A Note from Cottonwood Corners

The first effort at road building by white men in what would later become Dakota Territory was in 1857.  One of the dreams of the pioneers at St. Paul, Minnesota, was that it should become the eastern terminus of a wagon road which took early settlers to the far west (Minnesota Territory was created in 1849 with St. Paul as its capital).  It was planned that the road would go west by way of Fort Ridgely, to the South Pass which is a route across the Continental Divide in southwestern Wyoming.

It was hoped first to get a wagon road over this route and then later make it the line for a trans-continental railway.  Col. William H. Nobles was placed in charge of this project.  He moved promptly and the final approval from Congress was dated March 3, 1857.  Before November of that year, the road was completed to the Missouri River, at a point opposite the mouth of the White River.

It entered the state through “The Hole in the Mountain” near Elkton, then to Lake Campbell, trailing along the north lines of Lake, Miner, and Sanborn counties to the Jim River, thence southwesterly through Wessington Springs to Gann Valley.  It then bent more southerly to the river.

The road was well marked, the bad places were graded, and the streams where forded and paved with boulders.  As a newly constructed prairie road of that time, it was fair.  It was really intended by its promoters as the line for a railroad from St. Paul to the Pacific Ocean.

In the twenty-five years after the Civil War, the northern Great Plains was transformed from a frontier with limited transportation into a settled region with a complex transportation infrastructure.  In any assessment of this landscape modification, the military presence deserved consideration as an agent of change.

In this period, 1866 to 1891, the army organized the territories of Dakota and Montana into the Military Department of Dakota and established a network of forts that extended from the Red River to the Rockies and from the Canadian border to the Platte River.  The isolation and vast distances between the individual forts on the northern Great Plains, and between this network and supply depots in the East, necessitated a complex transportation system to move men and materials.

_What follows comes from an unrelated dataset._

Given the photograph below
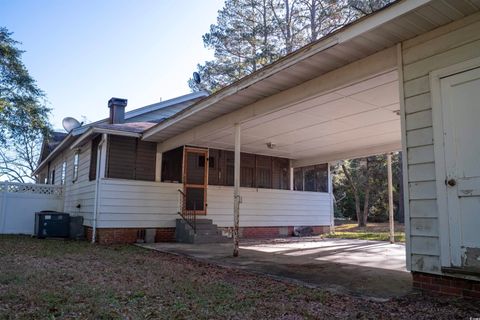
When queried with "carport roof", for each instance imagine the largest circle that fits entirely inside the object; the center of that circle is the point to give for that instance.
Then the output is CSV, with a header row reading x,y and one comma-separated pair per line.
x,y
397,22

In order to facilitate these logistical operations, the military built a system of roads while protecting and utilizing established trails, waterways, and rail networks.  Although the army had its own means of transport, for reasons of economy it preferred to employ civilian carriers to move men and supplies on a contractual basis.  Various modes of commercial transportation were used, including freight wagons, stage coaches, riverboats, and railroads.

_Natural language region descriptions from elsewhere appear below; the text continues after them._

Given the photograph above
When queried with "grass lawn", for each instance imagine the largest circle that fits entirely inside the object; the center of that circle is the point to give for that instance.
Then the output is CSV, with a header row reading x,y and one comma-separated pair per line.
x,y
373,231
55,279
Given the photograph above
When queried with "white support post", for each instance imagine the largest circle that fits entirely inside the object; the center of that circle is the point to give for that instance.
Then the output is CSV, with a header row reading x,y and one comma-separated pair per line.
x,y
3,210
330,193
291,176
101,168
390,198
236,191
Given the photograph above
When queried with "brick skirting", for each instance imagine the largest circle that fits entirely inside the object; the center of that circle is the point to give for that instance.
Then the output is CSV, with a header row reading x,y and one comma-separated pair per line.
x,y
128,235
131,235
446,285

The military road system performed important logistical functions.  It connected the forts, integrated the fort network, provided feeder lines to link the forts to the rivers and, later, to the railroads.  It supplied access for the wagons and stage coaches of civilians who hauled military and civilian goods.  In doing so, it unified the region by connecting widely scattered and distant areas.

The roads themselves varied from Indian traces to more permanent routes etched by the movement of heavy wagons.  Most of them were laid out along the shortest distance between the forts.  A good day’s travel for a wagon with a heavy load was fifteen to twenty miles.  The roads between the forts were in constant use by the army for over twenty years, from the 1860s to the 1890s.  Even after the forts were abandoned, the roads served the farmers who had settled along them.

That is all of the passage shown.